Para muitos, os protestos foram uma reminiscência do que aconteceu no início dos anos 1990, durante o chamado “período especial”.
Em 5 de agosto de 1994, centenas de pessoas marcharam ao longo do Malecón em Havana no que, na época, foi o maior ato de protesto contra o então governo de Fidel Castro desde 1959.
“Cuba, que já sofria com problemas econômicos apesar dos subsídios soviéticos, viu sua situação piorar a partir de 1991, após o colapso da União Soviética. Segundo fontes, as importações e exportações caíram cerca de 80% e o PIB se reduziu em mais de 30%”, explicou à CNN o jornalista Arthur Brice, que nasceu em Cuba e vive na Flórida, de onde colabora com a rede.
“O Período Especial em Tempo de Paz, como os cubanos o chamam, durou toda a década e Cuba continuou com dificuldades até o novo século”, acrescentou.
A CNN consultou alguns especialistas sobre as semelhanças e diferenças entre os acontecimentos de 1994 e os ocorridos no domingo (11) e as respostas do governo cubano.
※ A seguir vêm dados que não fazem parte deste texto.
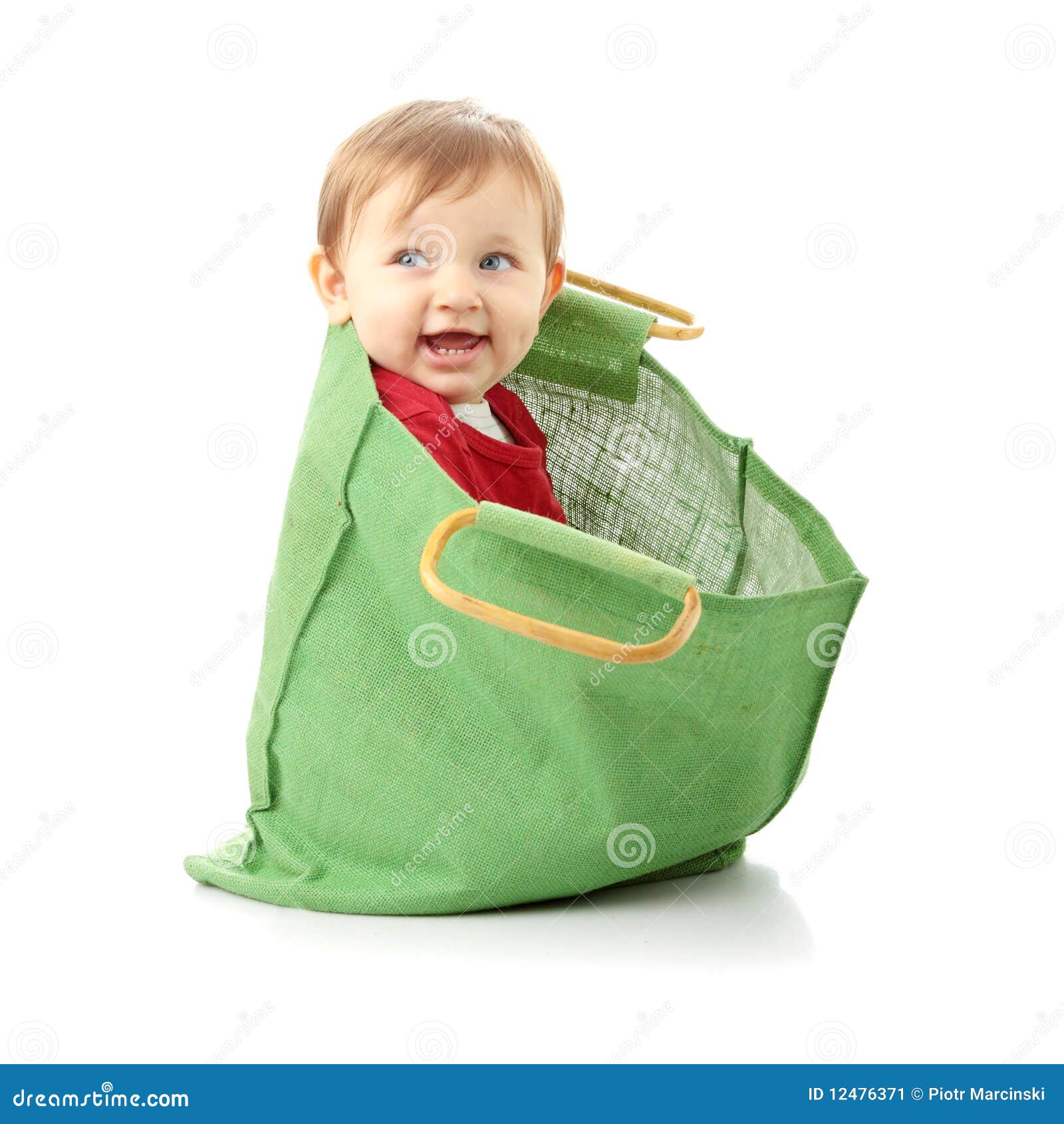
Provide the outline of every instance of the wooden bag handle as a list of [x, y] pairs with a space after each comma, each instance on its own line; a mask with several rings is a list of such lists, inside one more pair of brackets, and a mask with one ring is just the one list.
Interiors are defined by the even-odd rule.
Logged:
[[[663, 300], [655, 300], [653, 297], [644, 297], [642, 292], [621, 289], [619, 284], [610, 284], [609, 281], [601, 281], [589, 273], [578, 273], [575, 270], [566, 270], [565, 280], [570, 284], [579, 285], [581, 289], [589, 289], [591, 292], [601, 293], [603, 297], [612, 297], [613, 300], [621, 300], [626, 305], [644, 308], [648, 312], [657, 312], [658, 316], [667, 316], [670, 320], [679, 320], [681, 324], [694, 324], [693, 312], [676, 308], [675, 305], [666, 305]], [[698, 339], [704, 330], [701, 325], [690, 328], [677, 328], [672, 324], [652, 324], [647, 328], [646, 335], [647, 338], [656, 336], [658, 339]]]
[[694, 632], [694, 626], [702, 611], [702, 599], [694, 586], [689, 586], [683, 595], [683, 609], [672, 628], [660, 640], [649, 644], [622, 644], [607, 636], [595, 636], [593, 633], [565, 628], [562, 625], [552, 624], [549, 620], [526, 617], [522, 613], [504, 609], [501, 605], [492, 605], [490, 601], [482, 601], [479, 597], [460, 593], [456, 589], [444, 584], [436, 572], [436, 566], [447, 540], [456, 531], [469, 527], [475, 522], [476, 508], [464, 507], [443, 518], [428, 536], [428, 542], [421, 552], [421, 584], [437, 601], [449, 605], [451, 608], [457, 609], [466, 616], [475, 617], [478, 620], [485, 620], [497, 628], [517, 633], [518, 636], [528, 636], [543, 644], [564, 647], [567, 652], [590, 655], [603, 662], [612, 660], [616, 655], [619, 656], [621, 663], [655, 663], [681, 649], [691, 633]]

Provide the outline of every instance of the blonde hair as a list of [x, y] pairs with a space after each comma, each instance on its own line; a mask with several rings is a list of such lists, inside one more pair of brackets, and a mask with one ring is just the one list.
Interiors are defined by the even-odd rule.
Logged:
[[[463, 198], [501, 161], [516, 167], [543, 208], [547, 272], [562, 245], [562, 188], [535, 137], [520, 121], [483, 109], [473, 98], [408, 101], [374, 117], [336, 149], [318, 199], [318, 243], [340, 269], [363, 207], [393, 179], [412, 173], [397, 218], [406, 218], [430, 196], [457, 188]], [[339, 243], [347, 230], [345, 253]]]

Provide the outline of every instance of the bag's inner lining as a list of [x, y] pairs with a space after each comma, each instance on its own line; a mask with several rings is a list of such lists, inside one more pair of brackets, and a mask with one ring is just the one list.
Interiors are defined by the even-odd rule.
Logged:
[[709, 432], [661, 371], [644, 354], [635, 402], [520, 368], [506, 378], [547, 436], [569, 523], [685, 570], [704, 593], [824, 586], [793, 523], [744, 479], [743, 443]]

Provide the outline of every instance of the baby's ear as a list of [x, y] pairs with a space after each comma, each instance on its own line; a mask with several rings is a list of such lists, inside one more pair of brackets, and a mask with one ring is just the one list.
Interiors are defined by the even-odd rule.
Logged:
[[329, 315], [329, 324], [346, 324], [351, 319], [351, 306], [347, 303], [344, 275], [333, 265], [321, 246], [315, 246], [307, 262], [307, 270], [318, 298]]
[[562, 291], [562, 285], [565, 283], [565, 259], [558, 253], [557, 260], [551, 272], [547, 273], [547, 283], [543, 290], [543, 303], [539, 306], [539, 319], [543, 319], [543, 314], [551, 307], [554, 298]]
Processos “completamente diferentes”
Sebastián Arcos é formado em Relações Internacionais e é diretor associado do Instituto de Pesquisa de Cuba da Universidade Internacional da Flórida. Para ele, os dois eventos “são processos completamente diferentes em termos de magnitude”.
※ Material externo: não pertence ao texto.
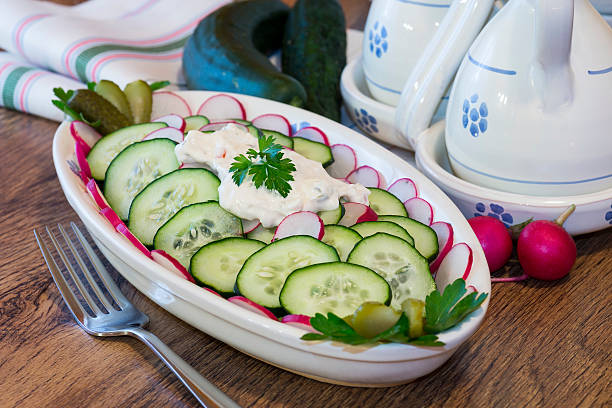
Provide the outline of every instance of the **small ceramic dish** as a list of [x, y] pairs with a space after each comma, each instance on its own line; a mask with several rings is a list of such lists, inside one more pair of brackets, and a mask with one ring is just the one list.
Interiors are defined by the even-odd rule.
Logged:
[[493, 190], [456, 177], [448, 162], [444, 126], [444, 121], [438, 122], [419, 137], [416, 163], [448, 194], [466, 218], [492, 215], [510, 226], [531, 217], [554, 220], [575, 204], [575, 212], [564, 224], [570, 234], [584, 234], [612, 225], [612, 189], [574, 196], [539, 197]]
[[[177, 92], [192, 111], [213, 92]], [[388, 181], [409, 177], [418, 195], [432, 206], [436, 221], [450, 223], [455, 242], [473, 250], [467, 278], [479, 292], [491, 293], [484, 253], [469, 224], [449, 198], [423, 174], [367, 137], [302, 109], [279, 102], [235, 95], [247, 116], [277, 113], [290, 123], [308, 122], [327, 133], [331, 143], [352, 146], [360, 164], [377, 168]], [[99, 213], [80, 177], [74, 173], [75, 142], [63, 122], [53, 141], [53, 160], [66, 198], [111, 264], [139, 291], [190, 325], [228, 345], [272, 365], [325, 382], [362, 387], [406, 383], [441, 366], [482, 323], [490, 296], [482, 307], [459, 325], [440, 333], [441, 347], [416, 347], [389, 343], [351, 346], [336, 342], [308, 342], [306, 331], [245, 310], [183, 279], [148, 258]], [[454, 264], [453, 264], [454, 265]], [[451, 266], [452, 268], [452, 266]], [[462, 266], [465, 268], [465, 265]]]

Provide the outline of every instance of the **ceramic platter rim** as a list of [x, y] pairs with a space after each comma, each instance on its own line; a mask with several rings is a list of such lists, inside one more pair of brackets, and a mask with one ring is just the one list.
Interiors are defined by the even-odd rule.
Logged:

“Nos anos 90 houve uma explosão pontual em Havana, motivada pela ideia de fugir do país. E o que aconteceu no domingo foi completamente diferente. É o início do fim do regime cubano. Quando as pessoas saíram às ruas, o regime perdeu”, decretou.
Segundo o especialista, atualmente existe no povo cubano “uma questão de legitimidade” em relação ao governo, o que não acontecia com Fidel Castro, “legitimado pelos acontecimentos de 1959, pela revolução etc.”.
“Hoje, os cubanos comuns não atribuem o poder ao governo”, disse Arcos.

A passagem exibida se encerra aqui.